SINGAPORE - A gag order that was wrongly imposed in June by a magistrate in the case of a man who killed his two-year-old daughter - a year after their identities had been published in the media - was quashed by the High Court on Monday (Nov 16).
The prosecution, in asking for the error to be corrected, said there was public interest in identifying the offender, Johnboy John Teo.
Conversely, there was no public interest in suppressing the identity of the victim, Ashley Clare Teo, who is dead.
"The public has a continuing and unsatiated interest in knowing the outcome of this case," said Deputy Public Prosecutors Kumaresan Gohulabalan and Andre Chong in written submissions.
Teo, through his lawyer, Mr John Tan, told the court that he had no objections.
The 36-year-old former IT systems specialist is currently serving a six-year jail term after he pleaded guilty on July 29 to a reduced charge of culpable homicide.

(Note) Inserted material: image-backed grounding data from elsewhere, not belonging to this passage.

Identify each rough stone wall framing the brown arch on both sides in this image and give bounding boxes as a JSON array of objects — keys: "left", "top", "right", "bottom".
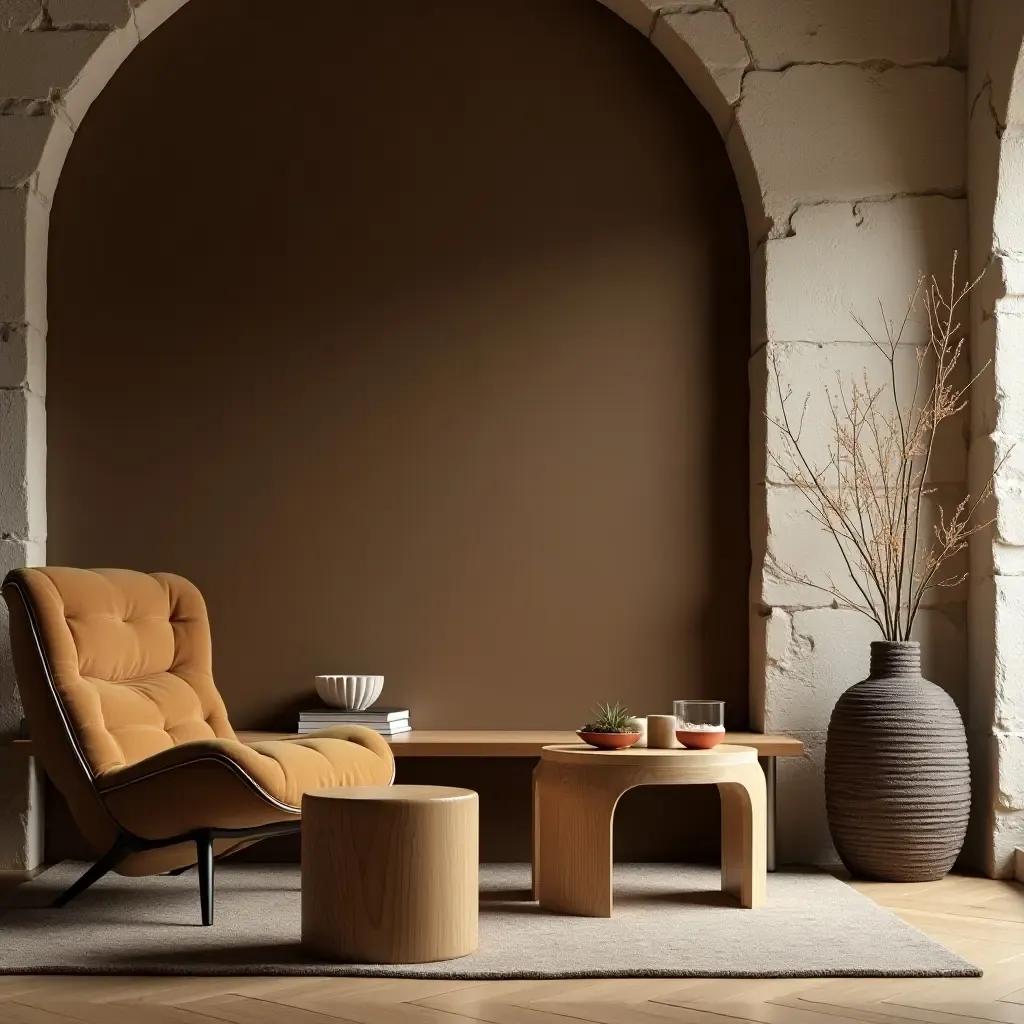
[{"left": 0, "top": 0, "right": 1003, "bottom": 866}]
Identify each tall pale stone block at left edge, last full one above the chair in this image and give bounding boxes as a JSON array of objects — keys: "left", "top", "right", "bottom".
[{"left": 0, "top": 390, "right": 46, "bottom": 541}]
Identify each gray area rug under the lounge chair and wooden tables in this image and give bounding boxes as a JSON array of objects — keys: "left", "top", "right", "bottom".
[{"left": 0, "top": 862, "right": 981, "bottom": 980}]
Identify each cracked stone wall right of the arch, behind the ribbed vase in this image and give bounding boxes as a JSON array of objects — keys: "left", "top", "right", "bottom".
[{"left": 622, "top": 0, "right": 967, "bottom": 861}]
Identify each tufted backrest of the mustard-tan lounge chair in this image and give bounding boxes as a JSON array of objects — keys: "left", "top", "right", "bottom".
[{"left": 4, "top": 568, "right": 236, "bottom": 776}]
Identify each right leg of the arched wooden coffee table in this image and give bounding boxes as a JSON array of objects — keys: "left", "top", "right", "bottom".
[{"left": 718, "top": 764, "right": 768, "bottom": 908}]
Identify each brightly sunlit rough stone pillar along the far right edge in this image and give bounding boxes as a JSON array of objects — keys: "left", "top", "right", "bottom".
[{"left": 968, "top": 0, "right": 1024, "bottom": 877}]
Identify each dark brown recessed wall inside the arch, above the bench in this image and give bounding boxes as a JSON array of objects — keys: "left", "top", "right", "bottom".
[{"left": 48, "top": 0, "right": 749, "bottom": 728}]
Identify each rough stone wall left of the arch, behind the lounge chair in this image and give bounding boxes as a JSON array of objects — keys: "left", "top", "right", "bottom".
[{"left": 0, "top": 0, "right": 184, "bottom": 870}]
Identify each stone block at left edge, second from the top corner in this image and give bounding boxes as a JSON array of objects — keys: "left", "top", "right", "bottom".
[{"left": 0, "top": 31, "right": 106, "bottom": 99}]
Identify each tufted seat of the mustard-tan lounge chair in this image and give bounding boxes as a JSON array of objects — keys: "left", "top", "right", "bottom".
[{"left": 96, "top": 726, "right": 394, "bottom": 839}]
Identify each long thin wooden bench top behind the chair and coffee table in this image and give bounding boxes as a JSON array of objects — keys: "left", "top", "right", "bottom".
[{"left": 13, "top": 729, "right": 804, "bottom": 758}]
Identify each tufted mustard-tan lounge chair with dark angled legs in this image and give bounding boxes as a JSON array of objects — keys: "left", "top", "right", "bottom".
[{"left": 3, "top": 568, "right": 394, "bottom": 925}]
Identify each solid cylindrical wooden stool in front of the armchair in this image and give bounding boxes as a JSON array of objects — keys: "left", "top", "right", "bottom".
[{"left": 302, "top": 785, "right": 479, "bottom": 964}]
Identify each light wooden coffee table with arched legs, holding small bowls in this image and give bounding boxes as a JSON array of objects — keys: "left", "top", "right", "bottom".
[{"left": 534, "top": 743, "right": 767, "bottom": 918}]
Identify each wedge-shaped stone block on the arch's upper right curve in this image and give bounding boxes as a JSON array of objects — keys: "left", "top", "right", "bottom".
[{"left": 650, "top": 10, "right": 751, "bottom": 136}]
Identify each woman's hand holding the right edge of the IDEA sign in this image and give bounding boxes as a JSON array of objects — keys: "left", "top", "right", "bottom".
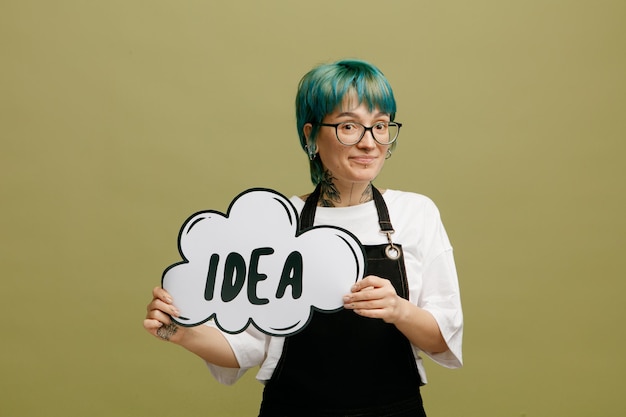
[{"left": 343, "top": 275, "right": 406, "bottom": 323}]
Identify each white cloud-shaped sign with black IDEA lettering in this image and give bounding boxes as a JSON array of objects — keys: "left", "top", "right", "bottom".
[{"left": 162, "top": 188, "right": 366, "bottom": 336}]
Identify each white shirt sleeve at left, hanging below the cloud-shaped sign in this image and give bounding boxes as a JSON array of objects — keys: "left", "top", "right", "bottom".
[{"left": 206, "top": 321, "right": 269, "bottom": 385}]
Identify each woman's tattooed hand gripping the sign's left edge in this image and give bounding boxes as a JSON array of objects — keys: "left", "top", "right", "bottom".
[{"left": 143, "top": 287, "right": 186, "bottom": 343}]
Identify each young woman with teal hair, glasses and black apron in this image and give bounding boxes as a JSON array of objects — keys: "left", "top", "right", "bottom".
[{"left": 144, "top": 60, "right": 463, "bottom": 417}]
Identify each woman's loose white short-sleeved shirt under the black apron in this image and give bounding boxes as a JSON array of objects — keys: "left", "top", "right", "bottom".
[{"left": 206, "top": 189, "right": 463, "bottom": 385}]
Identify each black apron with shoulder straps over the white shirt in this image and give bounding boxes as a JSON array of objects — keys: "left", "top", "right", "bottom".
[{"left": 259, "top": 186, "right": 426, "bottom": 417}]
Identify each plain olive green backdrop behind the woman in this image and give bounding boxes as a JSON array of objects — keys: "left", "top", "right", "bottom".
[{"left": 0, "top": 0, "right": 626, "bottom": 417}]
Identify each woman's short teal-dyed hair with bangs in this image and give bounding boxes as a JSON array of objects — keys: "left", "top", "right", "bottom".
[{"left": 296, "top": 60, "right": 396, "bottom": 185}]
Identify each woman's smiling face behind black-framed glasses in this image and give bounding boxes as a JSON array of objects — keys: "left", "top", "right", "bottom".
[{"left": 304, "top": 98, "right": 390, "bottom": 187}]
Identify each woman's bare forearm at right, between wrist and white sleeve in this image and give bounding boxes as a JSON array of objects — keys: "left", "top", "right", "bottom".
[{"left": 393, "top": 298, "right": 448, "bottom": 353}]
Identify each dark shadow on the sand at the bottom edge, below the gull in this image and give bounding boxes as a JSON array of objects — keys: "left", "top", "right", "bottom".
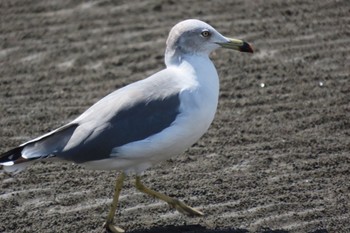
[{"left": 127, "top": 225, "right": 289, "bottom": 233}]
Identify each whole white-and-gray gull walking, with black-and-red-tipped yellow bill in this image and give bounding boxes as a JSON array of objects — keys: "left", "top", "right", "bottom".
[{"left": 0, "top": 19, "right": 253, "bottom": 233}]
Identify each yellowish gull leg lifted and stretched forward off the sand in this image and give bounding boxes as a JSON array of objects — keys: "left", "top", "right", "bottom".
[{"left": 135, "top": 176, "right": 204, "bottom": 216}]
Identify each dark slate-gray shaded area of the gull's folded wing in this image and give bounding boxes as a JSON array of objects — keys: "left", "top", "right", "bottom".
[{"left": 56, "top": 94, "right": 180, "bottom": 163}]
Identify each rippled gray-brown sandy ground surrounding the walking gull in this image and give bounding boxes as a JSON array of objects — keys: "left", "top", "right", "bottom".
[{"left": 0, "top": 0, "right": 350, "bottom": 233}]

Teo, who was suffering from major depressive disorder, had suffocated Ashley on June 16 last year, to take her along with him after he tried unsuccessfully to end his own life by slashing and stabbing his neck.
Teo was then going through divorce proceedings from his wife, Ms Eileen Cheok. Ms Cheok had filed for divorce in November 2018 and moved out with Ashley from the matrimonial flat in Sengkang in January last year.

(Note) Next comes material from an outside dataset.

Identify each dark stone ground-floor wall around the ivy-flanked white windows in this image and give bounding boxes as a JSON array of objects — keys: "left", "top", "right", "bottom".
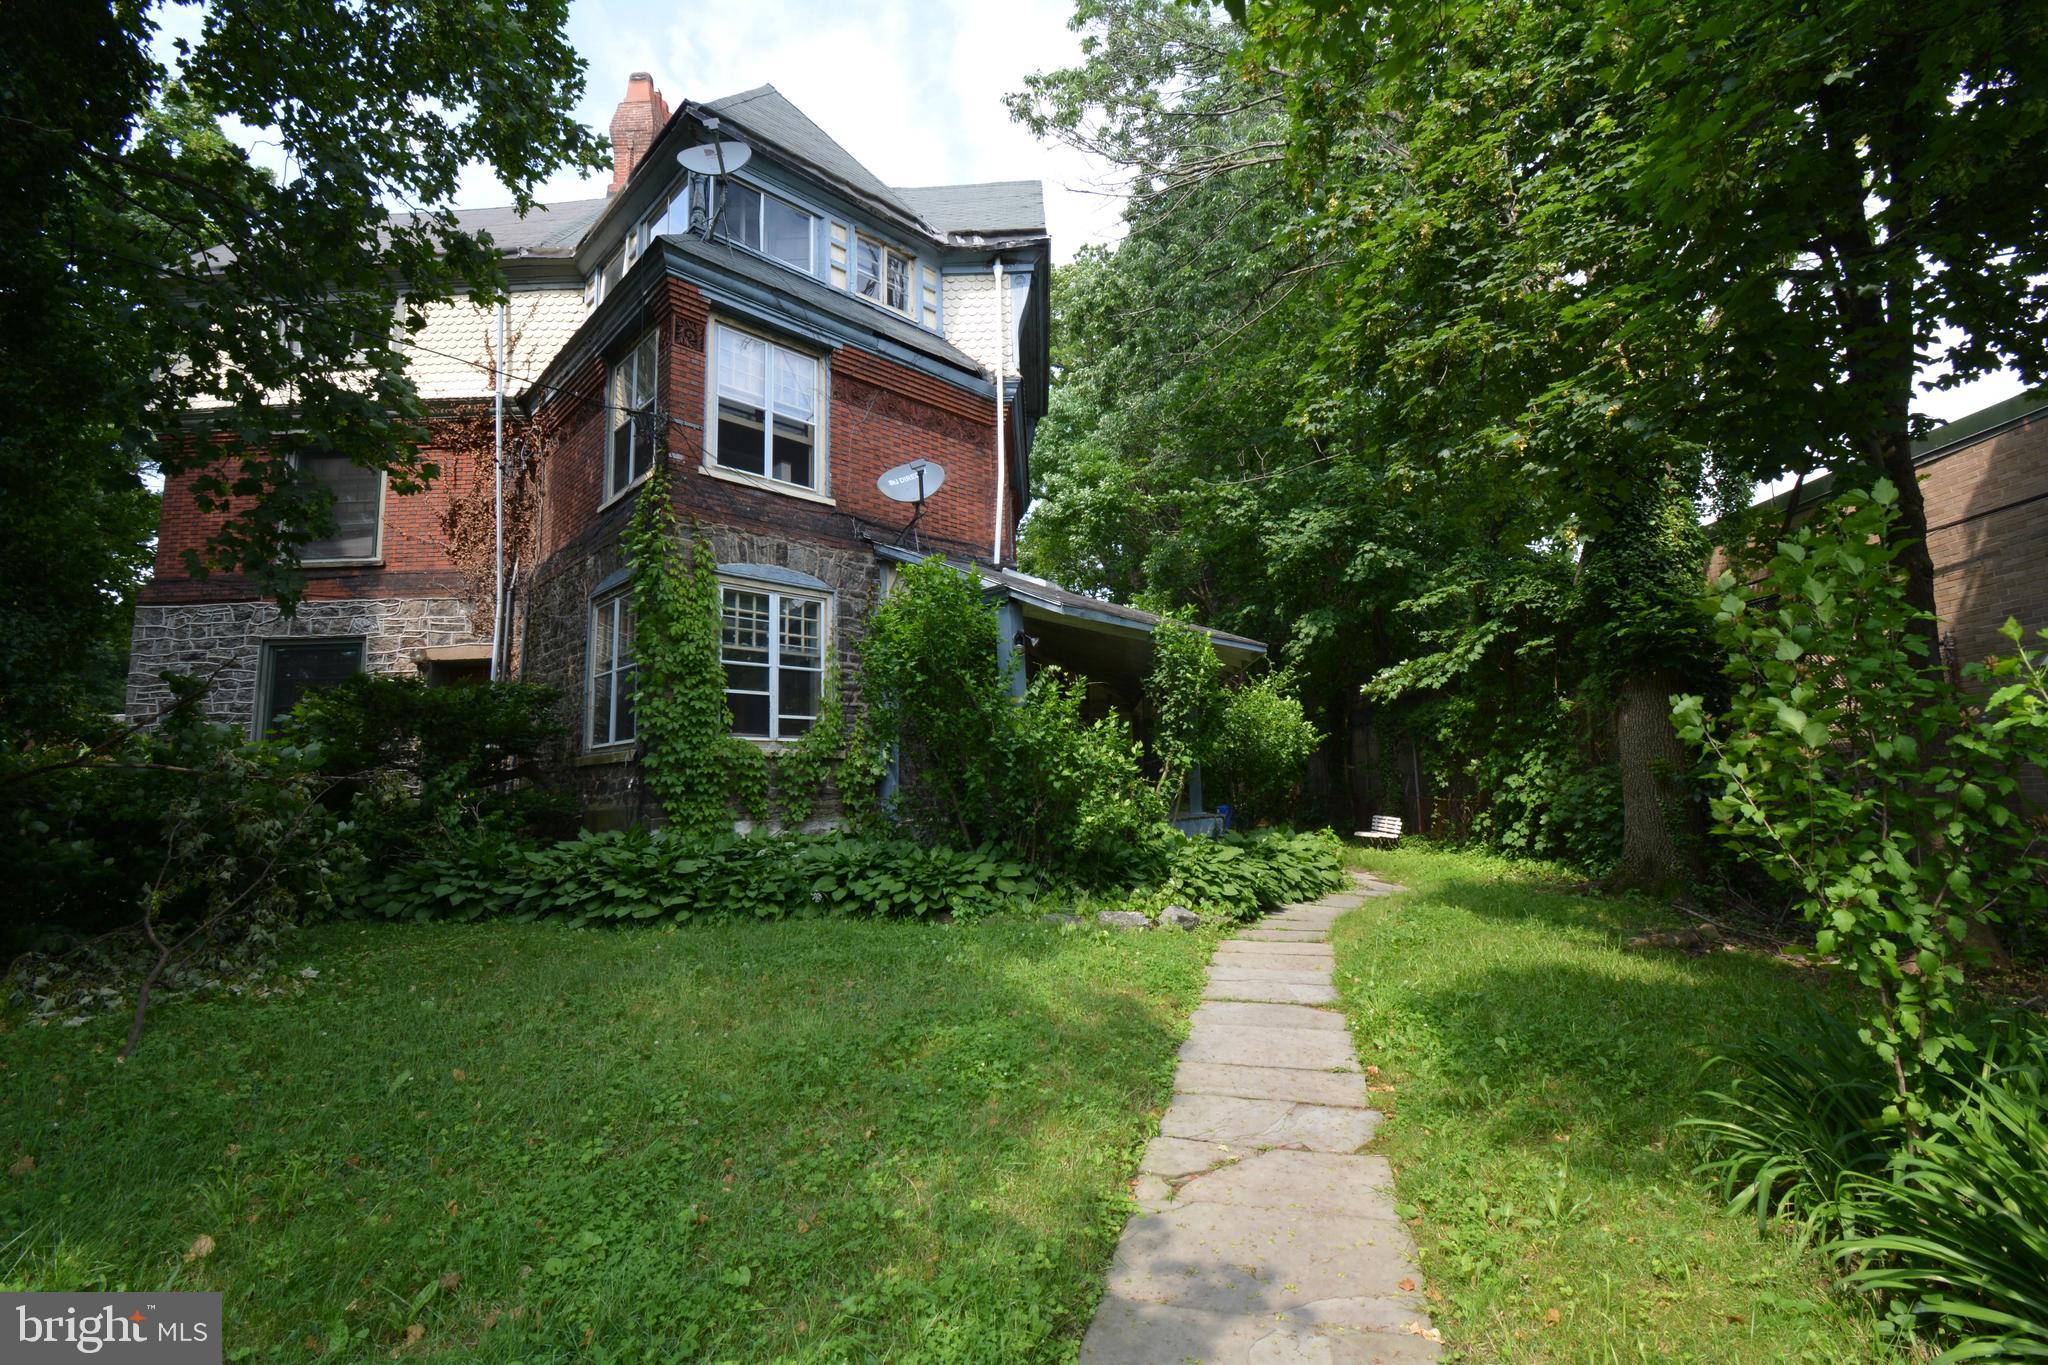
[{"left": 514, "top": 518, "right": 881, "bottom": 829}]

Interim judgment to dissolve the marriage was made on June 12 last year.
The court heard that Teo was granted access to the toddler every other weekend, from 9am on Saturdays to 9pm on Sundays. During that time, the girl would stay overnight with him at the flat.
On June 15 last year, a Saturday, both parents took the girl to a parent-teacher meeting at her pre-school.
As Ms Cheok was about to leave, the girl began crying for her mother. On seeing this, Teo felt that he did not have a place in Ashley's heart.
Teo then spotted a man waiting by a Mercedes-Benz, and believed that the man was his former wife's boyfriend.
Over the weekend, Teo and Ashley went on outings together.
After dinner on Sunday evening, Ashley fell asleep in the flat as Teo was preparing to hand her over to her mother.
As he watched the girl, Teo replayed the events of the previous day in his mind.
He thought about his former wife and how she had found a new boyfriend despite the divorce not being finalised, and wondered why he could not have custody of Ashley.
He was also worried that he might lose kinship with Ashley after the girl was introduced to her mother's boyfriend.
Feeling stressed, Teo walked to the kitchen, grabbed a kitchen knife and a paring knife and returned to the master bedroom.
Sitting next to his daughter, he stabbed and slashed his neck with the knives, then decided to kill her, as he did not want to lose her in death.
He pressed both hands over her mouth and nose, and when she woke up and struggled, he pressed a pillow over her face.
After she became lifeless, he stabbed his neck again before losing consciousness.
Teo and Ashley were found at about 11.30pm after Ms Cheok called the police when Teo did not pick up the phone. She also could not get into the flat because the lock had been changed.
When Teo was charged with murder on June 18 last year, his and Ashley's identities were published by the media.
The charge was amended to culpable homicide on June 10 this year.
When the case was mentioned at the State Courts on June 15, a prosecuting officer applied for a gag order on the names of both Teo and Ashley, even though there were no directions from the Attorney-General Chambers or the police to do so.
No reason for the gag order was given.
On Monday, the prosecution said the granting of the gag order was "palpably wrong", as there were no countervailing considerations - such as protecting child victims or victims of sexual offences - which justified a detraction from the principle of open justice.
Open justice is a legal principle which means, among other things, that the accused is publicly tried and the reporting of ongoing proceedings is allowed.
In this case, the victim would not have been further harmed by the disclosure of her identity.
"Both retribution and deterrence can only be given their full weight if (Teo) is identified and therefore publicly held responsible for the crime that he has committed. Justice must be seen, to be done," said the prosecution.